La recensione: “Sangue”, Orfeo #TraKs
Una voce sottile, elementi semplici, una presenza da cantautore, pianoforte e chitarra: gli ingredienti di Sangue, ep d’esordio di Federico Reale in arte Orfeo sono più o meno tutti qui.
Nelle cinque canzoni firmate da Reale si avverte l’influsso della musica cantautorale italiana, contemporanea e più antica, immersa nei suoni del pop di oggi.
Apre il discorso, in maniera piuttosto movimentata, Colore, una ballata in crescendo con un sostanziale climax che si interrompe sul finale.
Neve cade fitta quale brano successivo e, pur mantenendo un profilo basso, adorna di qualche luce in più il contesto sonoro in cui si sviluppa il pensiero di Orfeo.
Maggiore ritmo e anche qualche spruzzata di blues nella Canzone dell’Erica, con un basso molto ricco di groove (erano anni che non scrivevo una cosa così) e con una disinvoltura complessiva che fa contrasto con certa goffa gentilezza dei pezzi precedenti.
Si rallenta di nuovo con Quella triste, probabilmente il pezzo più minimal dell’ep. Sangue, l’ultima canzone nonché title track, sfrutta un crescendo sonoro non proprio maestoso ma di sicuro rilevante, per uno dei pezzi di maggiore importanza dell’ep.
Gli elementi sono semplici, dicevamo.

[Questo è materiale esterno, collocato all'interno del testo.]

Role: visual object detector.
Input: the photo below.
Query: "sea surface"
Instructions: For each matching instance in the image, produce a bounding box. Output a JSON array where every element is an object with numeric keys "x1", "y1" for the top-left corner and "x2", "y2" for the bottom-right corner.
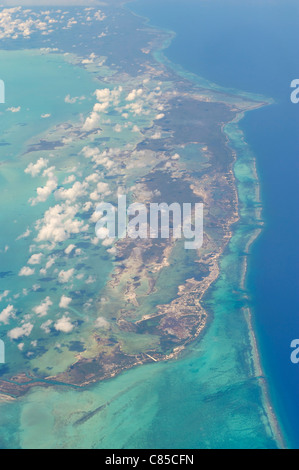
[{"x1": 132, "y1": 0, "x2": 299, "y2": 448}]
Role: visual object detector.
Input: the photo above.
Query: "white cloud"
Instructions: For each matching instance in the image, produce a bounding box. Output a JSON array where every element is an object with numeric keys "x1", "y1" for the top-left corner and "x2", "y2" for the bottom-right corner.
[
  {"x1": 58, "y1": 268, "x2": 75, "y2": 284},
  {"x1": 25, "y1": 158, "x2": 49, "y2": 177},
  {"x1": 7, "y1": 323, "x2": 33, "y2": 339},
  {"x1": 6, "y1": 106, "x2": 21, "y2": 113},
  {"x1": 0, "y1": 305, "x2": 16, "y2": 325},
  {"x1": 64, "y1": 245, "x2": 76, "y2": 255},
  {"x1": 41, "y1": 320, "x2": 53, "y2": 334},
  {"x1": 55, "y1": 181, "x2": 87, "y2": 203},
  {"x1": 0, "y1": 290, "x2": 10, "y2": 302},
  {"x1": 28, "y1": 253, "x2": 43, "y2": 265},
  {"x1": 36, "y1": 204, "x2": 88, "y2": 243}
]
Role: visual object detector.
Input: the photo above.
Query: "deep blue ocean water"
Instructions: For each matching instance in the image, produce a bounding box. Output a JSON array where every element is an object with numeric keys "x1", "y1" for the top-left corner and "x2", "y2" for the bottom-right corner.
[{"x1": 130, "y1": 0, "x2": 299, "y2": 448}]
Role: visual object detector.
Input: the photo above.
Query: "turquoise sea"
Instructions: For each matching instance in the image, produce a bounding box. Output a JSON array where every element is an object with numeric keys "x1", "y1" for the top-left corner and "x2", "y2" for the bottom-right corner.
[{"x1": 0, "y1": 0, "x2": 295, "y2": 449}]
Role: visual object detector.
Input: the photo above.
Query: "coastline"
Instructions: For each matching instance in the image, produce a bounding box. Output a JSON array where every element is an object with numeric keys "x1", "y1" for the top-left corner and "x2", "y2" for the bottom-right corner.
[{"x1": 125, "y1": 0, "x2": 287, "y2": 448}]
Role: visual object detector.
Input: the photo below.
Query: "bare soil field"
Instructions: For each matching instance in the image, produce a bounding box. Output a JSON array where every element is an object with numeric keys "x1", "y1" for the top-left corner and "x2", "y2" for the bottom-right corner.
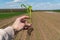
[{"x1": 0, "y1": 12, "x2": 60, "y2": 40}]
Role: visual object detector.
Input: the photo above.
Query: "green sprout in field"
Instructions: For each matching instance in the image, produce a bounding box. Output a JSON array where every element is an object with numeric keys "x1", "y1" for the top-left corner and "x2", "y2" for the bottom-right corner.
[{"x1": 21, "y1": 4, "x2": 32, "y2": 23}]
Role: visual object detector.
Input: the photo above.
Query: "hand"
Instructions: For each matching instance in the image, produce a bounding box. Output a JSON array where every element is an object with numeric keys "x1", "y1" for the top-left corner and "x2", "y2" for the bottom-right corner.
[{"x1": 12, "y1": 16, "x2": 31, "y2": 31}]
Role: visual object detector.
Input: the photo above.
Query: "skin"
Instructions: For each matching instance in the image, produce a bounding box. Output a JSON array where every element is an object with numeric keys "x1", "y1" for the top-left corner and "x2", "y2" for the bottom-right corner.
[{"x1": 12, "y1": 16, "x2": 31, "y2": 31}]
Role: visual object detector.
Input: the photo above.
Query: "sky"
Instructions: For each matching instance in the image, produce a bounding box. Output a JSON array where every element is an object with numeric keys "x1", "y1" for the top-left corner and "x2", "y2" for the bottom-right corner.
[{"x1": 0, "y1": 0, "x2": 60, "y2": 10}]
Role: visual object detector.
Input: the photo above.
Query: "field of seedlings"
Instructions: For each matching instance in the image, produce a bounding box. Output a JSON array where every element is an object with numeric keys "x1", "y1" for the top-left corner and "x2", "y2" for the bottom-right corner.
[{"x1": 0, "y1": 11, "x2": 60, "y2": 40}]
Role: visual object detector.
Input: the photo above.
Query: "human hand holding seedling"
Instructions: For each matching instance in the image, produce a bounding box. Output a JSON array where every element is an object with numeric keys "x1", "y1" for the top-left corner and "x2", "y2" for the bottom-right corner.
[
  {"x1": 12, "y1": 16, "x2": 31, "y2": 31},
  {"x1": 21, "y1": 4, "x2": 32, "y2": 23}
]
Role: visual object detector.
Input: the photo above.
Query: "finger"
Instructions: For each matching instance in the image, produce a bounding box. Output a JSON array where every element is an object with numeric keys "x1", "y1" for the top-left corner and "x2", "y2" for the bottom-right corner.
[
  {"x1": 23, "y1": 24, "x2": 31, "y2": 30},
  {"x1": 21, "y1": 19, "x2": 27, "y2": 23}
]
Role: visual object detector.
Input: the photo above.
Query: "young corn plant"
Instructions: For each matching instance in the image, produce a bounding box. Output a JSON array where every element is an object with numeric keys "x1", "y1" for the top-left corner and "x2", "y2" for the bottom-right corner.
[{"x1": 21, "y1": 4, "x2": 32, "y2": 23}]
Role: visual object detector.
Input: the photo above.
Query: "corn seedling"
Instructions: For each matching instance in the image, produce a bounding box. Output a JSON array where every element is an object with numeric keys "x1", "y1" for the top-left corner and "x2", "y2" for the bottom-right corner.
[{"x1": 21, "y1": 4, "x2": 32, "y2": 23}]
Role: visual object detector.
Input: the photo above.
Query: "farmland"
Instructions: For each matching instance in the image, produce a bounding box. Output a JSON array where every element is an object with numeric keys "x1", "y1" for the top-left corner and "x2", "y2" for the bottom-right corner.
[{"x1": 0, "y1": 11, "x2": 60, "y2": 40}]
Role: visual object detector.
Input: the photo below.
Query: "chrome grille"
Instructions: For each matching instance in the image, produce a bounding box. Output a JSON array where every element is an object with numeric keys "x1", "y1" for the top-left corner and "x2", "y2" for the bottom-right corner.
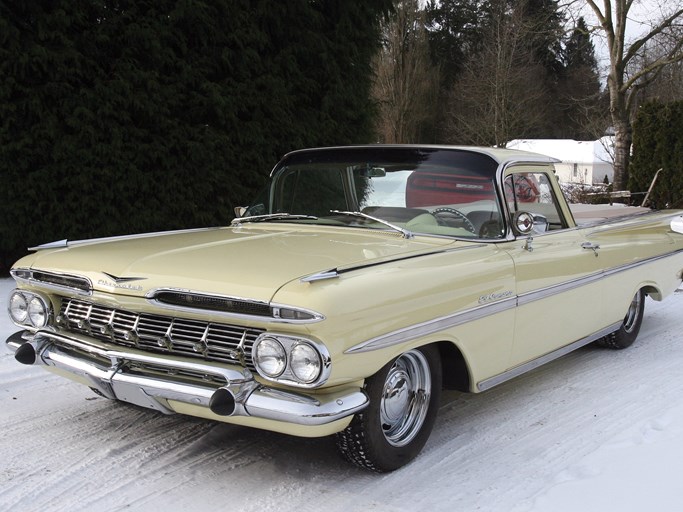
[{"x1": 58, "y1": 298, "x2": 265, "y2": 370}]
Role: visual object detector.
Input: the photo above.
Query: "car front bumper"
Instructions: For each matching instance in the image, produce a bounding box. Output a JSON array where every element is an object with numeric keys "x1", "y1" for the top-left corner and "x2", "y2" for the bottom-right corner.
[{"x1": 6, "y1": 331, "x2": 368, "y2": 435}]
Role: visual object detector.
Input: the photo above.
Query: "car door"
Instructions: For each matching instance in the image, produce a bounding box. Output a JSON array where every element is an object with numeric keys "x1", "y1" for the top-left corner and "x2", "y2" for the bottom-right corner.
[{"x1": 496, "y1": 166, "x2": 603, "y2": 368}]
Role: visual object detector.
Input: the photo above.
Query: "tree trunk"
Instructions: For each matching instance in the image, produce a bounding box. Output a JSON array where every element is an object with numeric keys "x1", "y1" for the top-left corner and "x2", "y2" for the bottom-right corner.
[{"x1": 612, "y1": 116, "x2": 633, "y2": 191}]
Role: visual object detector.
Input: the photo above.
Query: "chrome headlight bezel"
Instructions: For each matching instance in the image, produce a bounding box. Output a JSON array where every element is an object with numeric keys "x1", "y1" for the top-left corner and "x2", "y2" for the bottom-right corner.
[
  {"x1": 7, "y1": 288, "x2": 53, "y2": 331},
  {"x1": 252, "y1": 332, "x2": 332, "y2": 388}
]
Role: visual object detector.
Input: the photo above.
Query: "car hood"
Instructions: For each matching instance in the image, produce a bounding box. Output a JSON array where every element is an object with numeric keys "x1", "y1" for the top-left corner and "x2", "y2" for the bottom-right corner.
[{"x1": 21, "y1": 224, "x2": 454, "y2": 301}]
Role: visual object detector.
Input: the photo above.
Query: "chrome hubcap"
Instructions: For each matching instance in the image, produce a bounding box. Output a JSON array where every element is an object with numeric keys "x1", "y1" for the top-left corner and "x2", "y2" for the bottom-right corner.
[
  {"x1": 624, "y1": 292, "x2": 643, "y2": 332},
  {"x1": 379, "y1": 350, "x2": 432, "y2": 446}
]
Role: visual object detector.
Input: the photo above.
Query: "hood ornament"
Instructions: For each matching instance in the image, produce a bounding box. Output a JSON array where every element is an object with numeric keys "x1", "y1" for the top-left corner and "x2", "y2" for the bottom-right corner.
[
  {"x1": 97, "y1": 272, "x2": 147, "y2": 292},
  {"x1": 102, "y1": 272, "x2": 147, "y2": 284}
]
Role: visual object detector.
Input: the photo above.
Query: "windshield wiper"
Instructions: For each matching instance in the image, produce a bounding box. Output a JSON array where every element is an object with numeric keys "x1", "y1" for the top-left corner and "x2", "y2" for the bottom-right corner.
[
  {"x1": 330, "y1": 210, "x2": 415, "y2": 239},
  {"x1": 230, "y1": 213, "x2": 318, "y2": 224}
]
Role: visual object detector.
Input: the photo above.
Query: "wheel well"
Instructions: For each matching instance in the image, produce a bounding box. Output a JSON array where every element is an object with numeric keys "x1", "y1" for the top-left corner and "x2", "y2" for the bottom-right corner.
[
  {"x1": 641, "y1": 285, "x2": 662, "y2": 301},
  {"x1": 438, "y1": 341, "x2": 470, "y2": 391}
]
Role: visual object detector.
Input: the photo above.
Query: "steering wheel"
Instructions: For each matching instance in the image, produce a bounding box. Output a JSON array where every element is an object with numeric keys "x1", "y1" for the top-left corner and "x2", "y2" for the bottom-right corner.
[{"x1": 429, "y1": 206, "x2": 477, "y2": 235}]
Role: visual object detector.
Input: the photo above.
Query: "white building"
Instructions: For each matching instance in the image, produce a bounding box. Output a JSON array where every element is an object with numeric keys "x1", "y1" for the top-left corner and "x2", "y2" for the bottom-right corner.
[{"x1": 506, "y1": 136, "x2": 614, "y2": 185}]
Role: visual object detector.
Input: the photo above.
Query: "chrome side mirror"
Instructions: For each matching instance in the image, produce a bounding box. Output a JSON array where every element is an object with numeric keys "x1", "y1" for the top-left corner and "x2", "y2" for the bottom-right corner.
[{"x1": 512, "y1": 212, "x2": 534, "y2": 236}]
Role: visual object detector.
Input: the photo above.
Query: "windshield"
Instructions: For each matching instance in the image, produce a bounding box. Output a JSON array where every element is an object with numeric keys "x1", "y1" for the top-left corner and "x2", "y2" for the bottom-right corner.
[{"x1": 238, "y1": 147, "x2": 503, "y2": 238}]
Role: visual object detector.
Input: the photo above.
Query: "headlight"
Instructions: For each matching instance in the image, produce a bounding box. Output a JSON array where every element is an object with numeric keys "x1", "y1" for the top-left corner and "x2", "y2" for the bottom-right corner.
[
  {"x1": 8, "y1": 290, "x2": 50, "y2": 329},
  {"x1": 252, "y1": 333, "x2": 331, "y2": 388},
  {"x1": 289, "y1": 343, "x2": 322, "y2": 384},
  {"x1": 254, "y1": 337, "x2": 287, "y2": 378},
  {"x1": 28, "y1": 296, "x2": 47, "y2": 328}
]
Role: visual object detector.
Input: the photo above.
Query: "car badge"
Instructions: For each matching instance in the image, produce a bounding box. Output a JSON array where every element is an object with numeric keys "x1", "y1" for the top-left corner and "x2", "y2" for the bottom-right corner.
[{"x1": 97, "y1": 272, "x2": 147, "y2": 291}]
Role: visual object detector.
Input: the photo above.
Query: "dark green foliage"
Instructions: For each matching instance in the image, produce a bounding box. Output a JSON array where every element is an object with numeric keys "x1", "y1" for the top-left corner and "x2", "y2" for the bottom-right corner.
[
  {"x1": 629, "y1": 102, "x2": 683, "y2": 208},
  {"x1": 425, "y1": 0, "x2": 605, "y2": 144},
  {"x1": 0, "y1": 0, "x2": 390, "y2": 272}
]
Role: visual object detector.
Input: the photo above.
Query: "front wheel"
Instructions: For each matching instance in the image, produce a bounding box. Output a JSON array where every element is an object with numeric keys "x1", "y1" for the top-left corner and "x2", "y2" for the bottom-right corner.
[
  {"x1": 337, "y1": 345, "x2": 441, "y2": 472},
  {"x1": 598, "y1": 290, "x2": 645, "y2": 350}
]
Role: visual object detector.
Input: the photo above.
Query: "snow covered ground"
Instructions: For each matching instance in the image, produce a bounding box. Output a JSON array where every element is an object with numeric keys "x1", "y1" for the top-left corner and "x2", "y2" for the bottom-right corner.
[{"x1": 0, "y1": 279, "x2": 683, "y2": 512}]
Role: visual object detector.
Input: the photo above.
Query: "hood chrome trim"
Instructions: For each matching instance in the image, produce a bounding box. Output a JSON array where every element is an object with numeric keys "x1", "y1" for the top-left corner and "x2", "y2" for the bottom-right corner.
[
  {"x1": 10, "y1": 268, "x2": 93, "y2": 295},
  {"x1": 145, "y1": 288, "x2": 325, "y2": 324}
]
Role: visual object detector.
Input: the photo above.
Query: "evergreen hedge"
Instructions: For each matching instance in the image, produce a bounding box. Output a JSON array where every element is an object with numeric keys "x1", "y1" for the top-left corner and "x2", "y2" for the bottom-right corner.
[
  {"x1": 0, "y1": 0, "x2": 391, "y2": 273},
  {"x1": 629, "y1": 102, "x2": 683, "y2": 208}
]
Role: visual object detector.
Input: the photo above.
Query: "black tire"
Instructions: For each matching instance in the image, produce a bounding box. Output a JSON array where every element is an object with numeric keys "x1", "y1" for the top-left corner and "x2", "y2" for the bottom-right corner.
[
  {"x1": 337, "y1": 345, "x2": 442, "y2": 473},
  {"x1": 597, "y1": 290, "x2": 645, "y2": 350}
]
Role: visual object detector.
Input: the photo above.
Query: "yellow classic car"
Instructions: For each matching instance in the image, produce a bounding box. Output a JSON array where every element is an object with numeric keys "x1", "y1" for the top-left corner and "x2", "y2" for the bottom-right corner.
[{"x1": 7, "y1": 145, "x2": 683, "y2": 471}]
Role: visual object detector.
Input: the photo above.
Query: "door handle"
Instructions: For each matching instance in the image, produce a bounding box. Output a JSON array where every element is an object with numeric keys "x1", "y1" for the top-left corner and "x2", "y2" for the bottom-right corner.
[{"x1": 581, "y1": 242, "x2": 600, "y2": 258}]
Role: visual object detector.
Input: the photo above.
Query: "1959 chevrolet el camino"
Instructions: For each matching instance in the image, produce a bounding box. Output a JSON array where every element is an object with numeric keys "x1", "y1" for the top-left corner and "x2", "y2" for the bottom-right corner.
[{"x1": 7, "y1": 146, "x2": 683, "y2": 471}]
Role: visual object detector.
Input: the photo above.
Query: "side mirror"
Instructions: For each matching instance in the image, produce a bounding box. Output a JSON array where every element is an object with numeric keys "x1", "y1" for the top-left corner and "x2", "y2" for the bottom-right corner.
[{"x1": 512, "y1": 212, "x2": 534, "y2": 236}]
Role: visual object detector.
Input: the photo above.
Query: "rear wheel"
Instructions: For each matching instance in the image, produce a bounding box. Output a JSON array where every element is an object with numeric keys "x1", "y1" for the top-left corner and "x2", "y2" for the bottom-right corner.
[
  {"x1": 597, "y1": 290, "x2": 645, "y2": 350},
  {"x1": 337, "y1": 346, "x2": 441, "y2": 472}
]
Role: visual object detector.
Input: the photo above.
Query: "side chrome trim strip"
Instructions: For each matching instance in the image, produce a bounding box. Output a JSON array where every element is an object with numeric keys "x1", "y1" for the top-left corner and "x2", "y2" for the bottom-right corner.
[
  {"x1": 344, "y1": 249, "x2": 683, "y2": 354},
  {"x1": 517, "y1": 272, "x2": 604, "y2": 306},
  {"x1": 477, "y1": 322, "x2": 621, "y2": 391},
  {"x1": 344, "y1": 297, "x2": 517, "y2": 354}
]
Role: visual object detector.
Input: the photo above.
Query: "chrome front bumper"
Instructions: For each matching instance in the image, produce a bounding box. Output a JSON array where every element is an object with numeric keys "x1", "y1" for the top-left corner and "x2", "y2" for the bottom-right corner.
[{"x1": 6, "y1": 331, "x2": 368, "y2": 426}]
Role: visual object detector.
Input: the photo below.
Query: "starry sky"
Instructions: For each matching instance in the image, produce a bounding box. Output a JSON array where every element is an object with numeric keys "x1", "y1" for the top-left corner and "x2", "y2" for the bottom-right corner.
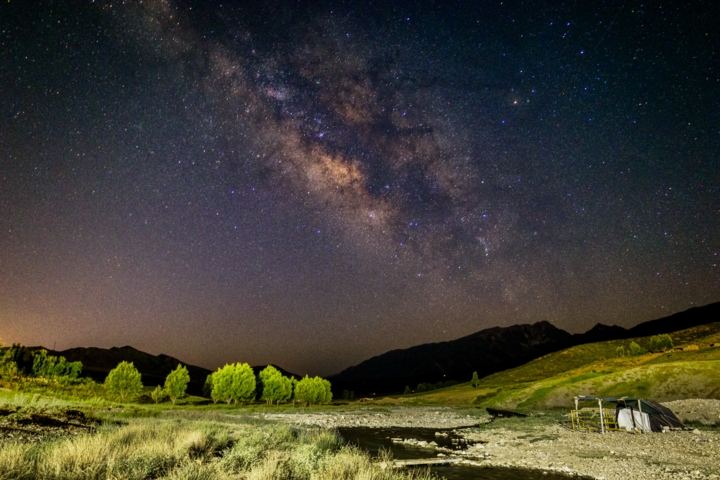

Qui e là perfino troppo semplici, almeno a livello linguistico: è lecito attendersi da un cantautore un po’ di coraggio in più e una scrittura che scavi più a fondo.
L’ep è tuttavia ben riuscito dal punto di vista musicale e apre un buon orizzonte per il cantautore, che dimostra di saper dosare con intelligenza gli elementi a propria disposizione.